The model is trained for 5 epochs using the Adam optimizer and CrossEntropyLoss. The training progress is printed for each epoch, showing the loss value.

Epoch [1/5], Loss: 0.1367
Epoch [2/5], Loss: 0.0314
Epoch [3/5], Loss: 0.2148
Epoch [4/5], Loss: 0.0144
Epoch [5/5], Loss: 0.0072
Accuracy: 96.90%

Evaluation

The trained model achieves an accuracy of approximately 96.90% on the test dataset.
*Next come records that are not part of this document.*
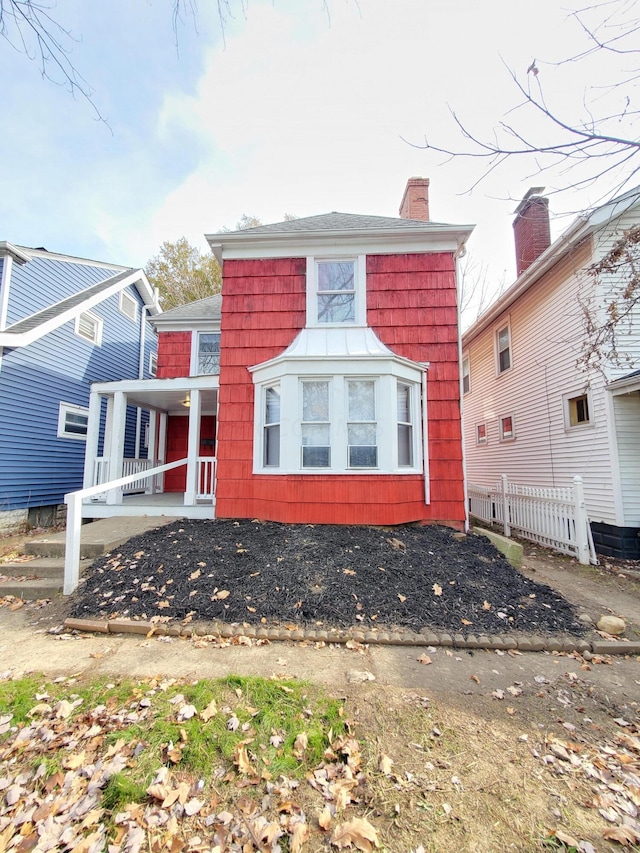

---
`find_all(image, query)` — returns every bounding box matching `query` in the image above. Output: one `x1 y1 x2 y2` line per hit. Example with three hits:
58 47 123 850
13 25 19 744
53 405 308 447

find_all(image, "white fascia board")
206 223 474 263
0 240 31 264
0 270 156 347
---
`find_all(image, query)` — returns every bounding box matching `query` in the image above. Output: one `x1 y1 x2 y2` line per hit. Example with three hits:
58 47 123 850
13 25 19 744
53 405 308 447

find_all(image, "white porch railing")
467 474 598 565
62 458 189 595
93 456 161 499
196 456 216 501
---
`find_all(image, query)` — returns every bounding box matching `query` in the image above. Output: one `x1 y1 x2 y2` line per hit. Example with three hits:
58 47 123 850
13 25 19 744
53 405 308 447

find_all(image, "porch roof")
91 375 219 413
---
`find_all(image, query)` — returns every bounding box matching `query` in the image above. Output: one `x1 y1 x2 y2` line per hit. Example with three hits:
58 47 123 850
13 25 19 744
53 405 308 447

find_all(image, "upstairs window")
118 290 138 323
195 332 220 376
496 326 511 373
75 311 102 346
347 379 378 468
301 380 331 468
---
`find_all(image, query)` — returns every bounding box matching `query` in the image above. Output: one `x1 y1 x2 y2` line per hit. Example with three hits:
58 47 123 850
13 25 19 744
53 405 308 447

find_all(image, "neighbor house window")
118 290 138 322
263 385 280 468
496 326 511 373
58 403 89 441
75 311 102 345
462 355 471 394
347 379 378 468
500 415 515 441
565 394 592 428
301 381 331 468
196 332 220 376
396 382 413 468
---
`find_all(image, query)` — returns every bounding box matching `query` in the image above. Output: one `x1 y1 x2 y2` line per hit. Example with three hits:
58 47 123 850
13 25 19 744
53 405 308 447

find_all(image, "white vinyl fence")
467 474 598 565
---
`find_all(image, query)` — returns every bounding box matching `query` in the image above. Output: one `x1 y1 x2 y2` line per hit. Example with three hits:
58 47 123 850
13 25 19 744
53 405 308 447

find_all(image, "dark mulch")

Saving and Loading the Model

  • Save the Model:

    torch.save(model, 'simple_nn.pth')
  • Load the Model:

    model.load_state_dict(torch.load('simple_nn.pth'))
    model.eval()

Visualization

The notebook includes a function to visualize the predictions on a small sample of the test dataset. It displays 10 images along with their predicted and true labels.

Additional Notes

  • The notebook uses a simple neural network architecture for demonstration purposes. More complex architectures (e.g., CNNs) can achieve higher accuracy.
  • The number of epochs and batch size can be adjusted to optimize training performance.
  • The dataset is loaded from a specific directory (/kaggle/input/mnist-png/mnist_png), which may need to be modified based on your environment.